Wednesday, February 16, 2011

A body in motion

I know you are all dying to know how my running is going..... or not. That's just it. It's NOT going. I haven't been running in 2 months. You can stop reading here if you want to, or you can read the nitty gritty.

I have always had a lingering IT band monster on my right knee, and every time I have run a 1/2 marathon, at about mile 10, the monster would appear, and I would end up walking/limping/running the last few miles. In Hartford, the monster appeared at mile 6, and it was a miserable end to what started out as a good race. That IT band problem never went away, and 2 months after the race, I could barely run 4 miles without the IT band flaring up.

I found an excellent doctor who is also a marathoner. He told me that he had previously had the exact issue I was facing. He examined me, and determined that my left hip was rotated forward, and that basically my right side had taken over all power, using my left side for only balance. He hooked me up with a trainer that had completely re-vamped his body and running form. He said he wasn't exactly sure what her qualifications were, but that he totally believed in her methods. Plus, he is a really fast runner who had battled through my same issues. He told me to completely stop running until I got things worked out and strengthened. So I stopped running. It actually wasn't too hard to stop running, because it was FREEZING COLD and very windy. I started swimming or water jogging each morning instead of hitting the streets.

I think it comes down to 7 pregnancies with severe sciatica throughout had forced my body to adapt a "neutral" position that was anything but neutral. Also, carrying 7 babies around on my right hip had definitely played a role in messing me up.

I had my first meeting with the trainer the week after Christmas. She looked me over, took some photos, and gave me a basic routine to get my right hip to start to take it easy, and for my left hip to start engaging. She came back a week later and showed me in photos with lines drawn through my body how I am twisting to the right even when standing. I became aware that indeed I was always putting all of my weight on my right leg and none on my left. She also showed my how my shoulders were pulled up, and that we also needed to working on stretching out the muscles on my chest and teaching my shoulder blades to stay pulled down rather than up. She gave me a new workout to start to strengthen some of my muscles that my body had forgotten existed. Over the next 2 weeks, I became distinctly aware of how I was standing, sitting, moving, and how my brain really was not calling my left side into action to help with anything. My brain is starting to understand what normal should feel like and that my left leg is not there just for a decoration.

At my last meeting with the trainer, she gave me a workout I absolutely hate...and love....all at the same time. She told me that my body would begin to look forward to my running days, considering them "easy" compared to the 2x a week workout she had just given me, and which I am supposed to continue doing on my off-running days. It is really hard, and I have to do really funny-looking things, like stork-walks backward and forward, bear crawls, duck walk, a crazy roller-coaster thing, inch-worms, some killer lunges, and the always fun Downward Dog. But I can feel it working, and I'm getting stronger.

Next week I get to start up running again--slowly, but it will be nice to be outside again. I ran 1 mile on the treadmill last week to test out Mark's heart rate monitor for him (a whole other post--hopefully it's his monitor with issues and not his heart), and Mark said he couldn't believe how different my form was while running that it had been previously. I used to dip one of my hips, and I always felt like I was "twisted" when running. Also, I often thought I sounded like a horse when I ran. Now I know why--because my right leg would power me, and then my left leg would just take a quick step to keep my from falling over while the right leg got back into position.

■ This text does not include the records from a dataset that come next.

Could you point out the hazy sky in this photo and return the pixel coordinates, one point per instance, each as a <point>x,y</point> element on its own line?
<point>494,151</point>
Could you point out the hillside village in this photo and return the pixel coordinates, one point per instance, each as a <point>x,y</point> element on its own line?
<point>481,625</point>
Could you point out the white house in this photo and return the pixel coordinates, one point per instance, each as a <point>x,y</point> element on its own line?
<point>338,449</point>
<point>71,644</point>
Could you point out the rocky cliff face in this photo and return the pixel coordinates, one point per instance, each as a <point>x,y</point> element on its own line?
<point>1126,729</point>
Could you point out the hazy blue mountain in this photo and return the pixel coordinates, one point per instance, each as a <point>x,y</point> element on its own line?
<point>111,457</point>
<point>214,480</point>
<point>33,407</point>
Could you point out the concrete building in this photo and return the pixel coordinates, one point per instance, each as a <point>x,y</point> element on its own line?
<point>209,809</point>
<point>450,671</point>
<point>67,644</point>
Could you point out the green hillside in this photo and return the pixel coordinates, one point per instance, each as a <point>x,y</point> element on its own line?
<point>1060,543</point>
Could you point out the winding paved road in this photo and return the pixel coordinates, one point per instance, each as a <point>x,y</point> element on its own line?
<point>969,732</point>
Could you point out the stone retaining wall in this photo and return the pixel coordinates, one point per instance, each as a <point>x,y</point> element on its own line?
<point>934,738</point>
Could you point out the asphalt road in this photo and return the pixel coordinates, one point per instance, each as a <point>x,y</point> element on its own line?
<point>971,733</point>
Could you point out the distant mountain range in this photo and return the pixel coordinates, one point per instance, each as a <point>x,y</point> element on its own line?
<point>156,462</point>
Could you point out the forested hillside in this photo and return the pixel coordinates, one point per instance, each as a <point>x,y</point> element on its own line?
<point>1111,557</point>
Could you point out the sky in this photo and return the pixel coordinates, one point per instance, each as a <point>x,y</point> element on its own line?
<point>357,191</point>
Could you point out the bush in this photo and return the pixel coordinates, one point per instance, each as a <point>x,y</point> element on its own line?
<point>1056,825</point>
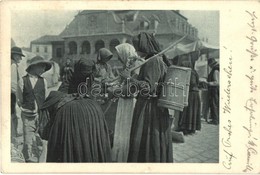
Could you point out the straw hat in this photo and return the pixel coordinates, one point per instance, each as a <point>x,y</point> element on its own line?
<point>212,62</point>
<point>37,60</point>
<point>17,50</point>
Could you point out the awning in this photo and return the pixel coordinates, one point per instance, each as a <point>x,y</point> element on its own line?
<point>199,45</point>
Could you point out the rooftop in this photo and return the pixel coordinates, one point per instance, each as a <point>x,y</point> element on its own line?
<point>47,39</point>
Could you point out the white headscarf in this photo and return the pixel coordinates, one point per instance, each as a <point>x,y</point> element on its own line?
<point>126,52</point>
<point>128,55</point>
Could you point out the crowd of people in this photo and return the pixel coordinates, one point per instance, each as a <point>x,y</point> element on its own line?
<point>70,124</point>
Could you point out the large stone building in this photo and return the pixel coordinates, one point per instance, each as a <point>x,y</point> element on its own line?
<point>91,30</point>
<point>48,46</point>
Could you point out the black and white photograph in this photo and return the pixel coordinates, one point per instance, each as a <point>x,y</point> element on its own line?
<point>130,87</point>
<point>115,86</point>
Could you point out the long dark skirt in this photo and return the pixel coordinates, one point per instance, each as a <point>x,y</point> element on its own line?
<point>150,138</point>
<point>79,134</point>
<point>190,117</point>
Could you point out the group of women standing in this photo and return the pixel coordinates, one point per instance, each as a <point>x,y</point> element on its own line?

I love the trainer. I asked her how she got into what she does. She said she got her degree in exercise physiology, and worked as a trainer on her university's football team. She was planning to go to physical therapy school, but while doing her hours in PT offices to be able to apply to school, she decided she just wasn't cut out for it. The PT philosophy at the time was about addressing the site of the injury or pain, and not about looking at the overall mechanics of the body to see how they were affecting motion which was then putting strain on a certain area. Anyway, she has changed my life, and I think she is a genius. I now stand on BOTH of my legs, sit un-twisted in the car, and my left hip is rotating back to where it belongs.

I have had 3 different physical therapists in the last 2 years tell me, "Weird. It's like your hip joints are on 2 different bodies. Huh." And leave it at that. Nobody every tried to figure out why. They just told me that I "was probably just one of those people who don't have the right body for running." Yeah. Thanks.

In another week, I will see if my "gait deformity" has corrected itself by growing muscles that I should have had a long time ago.

In the meantime, I sure have seen a lot of interesting things at the pool....but I'll save that for another day.

2 comments:

troutdalite said...

Really interesting Jill. I love people that look at all parts of us connected! Sounds like you have a great plan.

Katie said...

wow... that's great! i'm glad its working!